Numbers of cases are relatively small: 10 dogs in the ‘switch’ group receiving maximum-tolerated dose doxorubicin-based chemotherapy (4-6 cycles of doxorubicin) followed by metronomic, low dose cyclophosphamide plus one of firocoxib, meloxicam or piroxicam and 12 dogs in the control group receiving only the doxorubicin-based initial course. As such this would be best described as a pilot study.

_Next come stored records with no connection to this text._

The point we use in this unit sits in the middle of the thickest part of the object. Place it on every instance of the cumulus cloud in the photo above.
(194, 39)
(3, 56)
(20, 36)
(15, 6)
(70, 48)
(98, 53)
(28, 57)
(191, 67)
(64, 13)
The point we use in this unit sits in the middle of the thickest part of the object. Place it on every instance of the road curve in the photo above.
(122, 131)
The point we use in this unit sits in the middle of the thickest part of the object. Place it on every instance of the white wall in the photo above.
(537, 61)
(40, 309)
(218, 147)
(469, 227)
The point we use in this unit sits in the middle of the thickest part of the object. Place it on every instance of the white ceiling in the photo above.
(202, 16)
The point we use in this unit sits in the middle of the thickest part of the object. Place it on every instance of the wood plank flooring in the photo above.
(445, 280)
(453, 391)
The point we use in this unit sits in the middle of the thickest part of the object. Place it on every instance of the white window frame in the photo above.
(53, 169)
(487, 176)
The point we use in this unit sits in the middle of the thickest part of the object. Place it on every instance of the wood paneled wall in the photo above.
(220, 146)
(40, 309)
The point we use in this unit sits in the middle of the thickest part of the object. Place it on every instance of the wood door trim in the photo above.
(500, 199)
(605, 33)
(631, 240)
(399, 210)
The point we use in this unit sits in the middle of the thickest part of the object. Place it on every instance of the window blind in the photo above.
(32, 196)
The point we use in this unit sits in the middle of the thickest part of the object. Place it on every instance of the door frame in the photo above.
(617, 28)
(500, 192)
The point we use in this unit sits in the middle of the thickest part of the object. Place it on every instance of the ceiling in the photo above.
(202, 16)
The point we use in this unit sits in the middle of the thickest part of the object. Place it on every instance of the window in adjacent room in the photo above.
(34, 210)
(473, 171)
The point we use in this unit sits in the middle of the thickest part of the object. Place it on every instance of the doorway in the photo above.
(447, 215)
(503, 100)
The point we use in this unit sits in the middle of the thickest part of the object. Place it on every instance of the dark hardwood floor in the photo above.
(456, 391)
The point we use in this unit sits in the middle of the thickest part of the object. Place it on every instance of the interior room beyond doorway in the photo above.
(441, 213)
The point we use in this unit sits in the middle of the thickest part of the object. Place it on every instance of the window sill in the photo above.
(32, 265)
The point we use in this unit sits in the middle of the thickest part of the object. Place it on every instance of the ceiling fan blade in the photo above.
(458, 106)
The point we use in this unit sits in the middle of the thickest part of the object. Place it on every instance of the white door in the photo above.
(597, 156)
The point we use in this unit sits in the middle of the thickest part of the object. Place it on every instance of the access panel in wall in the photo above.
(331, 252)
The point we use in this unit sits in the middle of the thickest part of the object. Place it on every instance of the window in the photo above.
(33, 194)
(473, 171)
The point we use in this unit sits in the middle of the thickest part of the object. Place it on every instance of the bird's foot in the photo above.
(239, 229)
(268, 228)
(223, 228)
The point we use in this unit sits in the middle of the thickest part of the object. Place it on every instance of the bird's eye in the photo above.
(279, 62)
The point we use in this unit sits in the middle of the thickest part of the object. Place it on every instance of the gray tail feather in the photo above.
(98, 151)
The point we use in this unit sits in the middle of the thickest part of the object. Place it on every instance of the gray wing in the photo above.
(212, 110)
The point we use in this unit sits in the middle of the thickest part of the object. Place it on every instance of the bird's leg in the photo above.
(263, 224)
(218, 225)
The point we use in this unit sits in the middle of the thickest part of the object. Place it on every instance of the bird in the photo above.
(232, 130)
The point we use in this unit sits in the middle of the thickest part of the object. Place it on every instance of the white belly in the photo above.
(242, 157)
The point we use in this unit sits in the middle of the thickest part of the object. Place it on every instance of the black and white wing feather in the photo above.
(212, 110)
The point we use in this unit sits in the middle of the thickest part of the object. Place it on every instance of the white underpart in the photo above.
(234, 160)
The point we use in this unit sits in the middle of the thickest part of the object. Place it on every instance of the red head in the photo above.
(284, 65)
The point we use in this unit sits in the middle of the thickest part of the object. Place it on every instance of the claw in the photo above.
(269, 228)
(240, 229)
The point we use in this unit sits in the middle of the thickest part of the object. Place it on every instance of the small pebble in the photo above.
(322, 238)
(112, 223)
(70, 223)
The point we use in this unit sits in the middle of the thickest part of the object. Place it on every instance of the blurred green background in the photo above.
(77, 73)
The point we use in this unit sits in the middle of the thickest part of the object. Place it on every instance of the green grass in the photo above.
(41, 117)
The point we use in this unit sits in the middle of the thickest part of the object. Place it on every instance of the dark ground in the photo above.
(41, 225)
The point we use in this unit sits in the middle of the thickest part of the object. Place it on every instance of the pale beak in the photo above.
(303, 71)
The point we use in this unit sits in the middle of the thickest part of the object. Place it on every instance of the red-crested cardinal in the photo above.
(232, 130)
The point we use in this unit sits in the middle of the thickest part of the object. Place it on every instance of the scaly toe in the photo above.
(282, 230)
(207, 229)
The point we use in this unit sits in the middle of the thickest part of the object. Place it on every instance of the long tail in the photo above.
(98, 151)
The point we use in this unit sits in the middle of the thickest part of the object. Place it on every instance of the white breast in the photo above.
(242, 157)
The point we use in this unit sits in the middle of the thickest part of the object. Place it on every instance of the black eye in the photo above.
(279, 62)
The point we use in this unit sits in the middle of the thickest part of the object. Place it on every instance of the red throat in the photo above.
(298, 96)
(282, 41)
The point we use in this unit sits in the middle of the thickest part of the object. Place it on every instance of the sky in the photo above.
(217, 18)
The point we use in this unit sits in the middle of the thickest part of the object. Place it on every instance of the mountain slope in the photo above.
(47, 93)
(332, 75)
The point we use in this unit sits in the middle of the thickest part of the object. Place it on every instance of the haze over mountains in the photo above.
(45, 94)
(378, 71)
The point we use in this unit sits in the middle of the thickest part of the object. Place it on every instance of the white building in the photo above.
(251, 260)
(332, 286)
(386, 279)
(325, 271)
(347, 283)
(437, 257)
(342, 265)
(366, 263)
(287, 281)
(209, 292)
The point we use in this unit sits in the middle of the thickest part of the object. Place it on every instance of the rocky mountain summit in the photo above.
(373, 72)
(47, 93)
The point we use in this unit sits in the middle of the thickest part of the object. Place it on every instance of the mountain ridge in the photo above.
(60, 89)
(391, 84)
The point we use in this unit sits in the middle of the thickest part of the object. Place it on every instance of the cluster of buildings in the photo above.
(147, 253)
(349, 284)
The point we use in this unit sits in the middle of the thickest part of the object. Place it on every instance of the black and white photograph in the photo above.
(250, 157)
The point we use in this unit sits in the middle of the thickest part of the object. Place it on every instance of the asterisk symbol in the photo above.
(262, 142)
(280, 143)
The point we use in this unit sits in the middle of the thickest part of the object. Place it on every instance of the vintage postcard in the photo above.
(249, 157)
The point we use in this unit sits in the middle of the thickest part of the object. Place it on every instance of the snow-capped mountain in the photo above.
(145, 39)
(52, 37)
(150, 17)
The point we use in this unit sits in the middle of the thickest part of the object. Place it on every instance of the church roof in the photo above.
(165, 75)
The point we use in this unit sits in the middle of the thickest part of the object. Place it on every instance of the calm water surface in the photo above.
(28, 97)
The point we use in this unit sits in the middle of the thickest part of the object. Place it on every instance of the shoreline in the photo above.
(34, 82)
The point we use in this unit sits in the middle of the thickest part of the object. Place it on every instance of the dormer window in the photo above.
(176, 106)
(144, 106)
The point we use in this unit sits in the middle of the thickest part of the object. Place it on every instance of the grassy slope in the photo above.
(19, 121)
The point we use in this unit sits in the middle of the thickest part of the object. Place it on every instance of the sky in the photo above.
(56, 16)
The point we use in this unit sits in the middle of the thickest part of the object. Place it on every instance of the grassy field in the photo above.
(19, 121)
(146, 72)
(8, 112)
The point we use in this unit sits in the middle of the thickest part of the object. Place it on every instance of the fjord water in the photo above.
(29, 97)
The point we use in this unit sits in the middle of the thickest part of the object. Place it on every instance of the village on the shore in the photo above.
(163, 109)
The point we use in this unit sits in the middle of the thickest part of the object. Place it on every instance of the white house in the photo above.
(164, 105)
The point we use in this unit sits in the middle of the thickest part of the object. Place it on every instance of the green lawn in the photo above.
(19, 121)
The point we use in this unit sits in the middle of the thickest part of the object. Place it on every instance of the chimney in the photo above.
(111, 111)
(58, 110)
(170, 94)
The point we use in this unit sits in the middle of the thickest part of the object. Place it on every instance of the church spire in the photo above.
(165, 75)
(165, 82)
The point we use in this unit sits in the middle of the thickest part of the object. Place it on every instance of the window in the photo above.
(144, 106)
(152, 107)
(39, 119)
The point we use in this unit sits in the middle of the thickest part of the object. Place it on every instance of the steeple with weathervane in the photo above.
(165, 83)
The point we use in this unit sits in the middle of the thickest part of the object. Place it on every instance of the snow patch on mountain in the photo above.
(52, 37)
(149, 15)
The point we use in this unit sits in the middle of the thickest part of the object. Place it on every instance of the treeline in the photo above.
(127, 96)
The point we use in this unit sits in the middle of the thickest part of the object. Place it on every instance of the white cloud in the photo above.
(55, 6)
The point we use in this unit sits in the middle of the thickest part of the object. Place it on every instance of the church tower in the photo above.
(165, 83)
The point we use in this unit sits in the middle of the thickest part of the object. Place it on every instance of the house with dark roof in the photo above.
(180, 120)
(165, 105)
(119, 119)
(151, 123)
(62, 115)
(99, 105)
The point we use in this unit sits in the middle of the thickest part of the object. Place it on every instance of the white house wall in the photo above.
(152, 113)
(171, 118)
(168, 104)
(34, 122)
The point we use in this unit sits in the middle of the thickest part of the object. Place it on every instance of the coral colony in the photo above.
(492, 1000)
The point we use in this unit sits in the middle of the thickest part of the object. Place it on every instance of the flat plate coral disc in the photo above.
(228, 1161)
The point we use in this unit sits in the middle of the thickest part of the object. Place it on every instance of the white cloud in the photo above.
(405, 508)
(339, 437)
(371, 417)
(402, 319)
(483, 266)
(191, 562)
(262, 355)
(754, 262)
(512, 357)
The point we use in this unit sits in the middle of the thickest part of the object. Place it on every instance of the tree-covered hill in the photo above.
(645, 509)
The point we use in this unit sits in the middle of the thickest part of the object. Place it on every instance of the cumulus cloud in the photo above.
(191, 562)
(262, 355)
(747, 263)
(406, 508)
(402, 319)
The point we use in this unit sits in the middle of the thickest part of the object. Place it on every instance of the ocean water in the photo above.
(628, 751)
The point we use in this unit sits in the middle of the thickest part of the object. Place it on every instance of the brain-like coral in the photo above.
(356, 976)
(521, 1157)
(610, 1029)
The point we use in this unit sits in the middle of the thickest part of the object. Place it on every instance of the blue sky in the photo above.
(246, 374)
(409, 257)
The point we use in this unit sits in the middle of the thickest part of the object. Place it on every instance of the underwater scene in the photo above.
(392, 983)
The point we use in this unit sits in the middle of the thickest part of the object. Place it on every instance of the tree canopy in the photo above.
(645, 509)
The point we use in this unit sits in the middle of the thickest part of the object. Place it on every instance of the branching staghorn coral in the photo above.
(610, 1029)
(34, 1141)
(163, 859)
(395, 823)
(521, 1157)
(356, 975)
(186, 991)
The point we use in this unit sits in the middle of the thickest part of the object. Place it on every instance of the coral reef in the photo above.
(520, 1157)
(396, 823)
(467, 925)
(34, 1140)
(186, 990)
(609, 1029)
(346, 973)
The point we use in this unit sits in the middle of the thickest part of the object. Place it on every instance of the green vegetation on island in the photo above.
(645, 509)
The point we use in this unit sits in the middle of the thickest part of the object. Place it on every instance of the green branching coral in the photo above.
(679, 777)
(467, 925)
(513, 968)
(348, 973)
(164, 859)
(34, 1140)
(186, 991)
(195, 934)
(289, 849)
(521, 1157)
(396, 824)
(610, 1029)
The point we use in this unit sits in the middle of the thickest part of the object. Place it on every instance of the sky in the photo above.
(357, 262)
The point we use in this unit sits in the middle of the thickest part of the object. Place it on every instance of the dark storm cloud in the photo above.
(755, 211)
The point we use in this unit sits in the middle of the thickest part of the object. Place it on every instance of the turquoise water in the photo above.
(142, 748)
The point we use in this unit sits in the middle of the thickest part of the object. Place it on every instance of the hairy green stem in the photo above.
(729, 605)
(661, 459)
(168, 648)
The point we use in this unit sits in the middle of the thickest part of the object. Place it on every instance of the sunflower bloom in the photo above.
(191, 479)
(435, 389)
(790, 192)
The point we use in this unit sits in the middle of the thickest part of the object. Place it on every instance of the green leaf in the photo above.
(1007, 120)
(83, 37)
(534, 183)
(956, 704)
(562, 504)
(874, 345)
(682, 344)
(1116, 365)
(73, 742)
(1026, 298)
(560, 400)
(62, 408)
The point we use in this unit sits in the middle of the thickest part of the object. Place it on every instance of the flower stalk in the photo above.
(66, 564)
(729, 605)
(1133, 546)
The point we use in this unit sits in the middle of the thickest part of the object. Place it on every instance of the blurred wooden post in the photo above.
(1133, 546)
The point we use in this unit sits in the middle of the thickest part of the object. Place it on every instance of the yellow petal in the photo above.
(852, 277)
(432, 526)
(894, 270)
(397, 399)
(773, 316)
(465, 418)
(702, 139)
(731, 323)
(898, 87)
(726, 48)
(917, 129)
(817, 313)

Presumed cyclophosphamide-induced cystitis was observed in 2 dogs: in which case cyclophosphamide was discontinued and chlorambucil was substituted.
Most dogs in the control group died around the 200 day mark. Although, interestingly, most of those that survived 300 days were still alive at 800 days. However, in the switch group over 50% of dogs survived beyond 1300 days -which I would describe as remarkable considering mean age at onset was 8.9 years.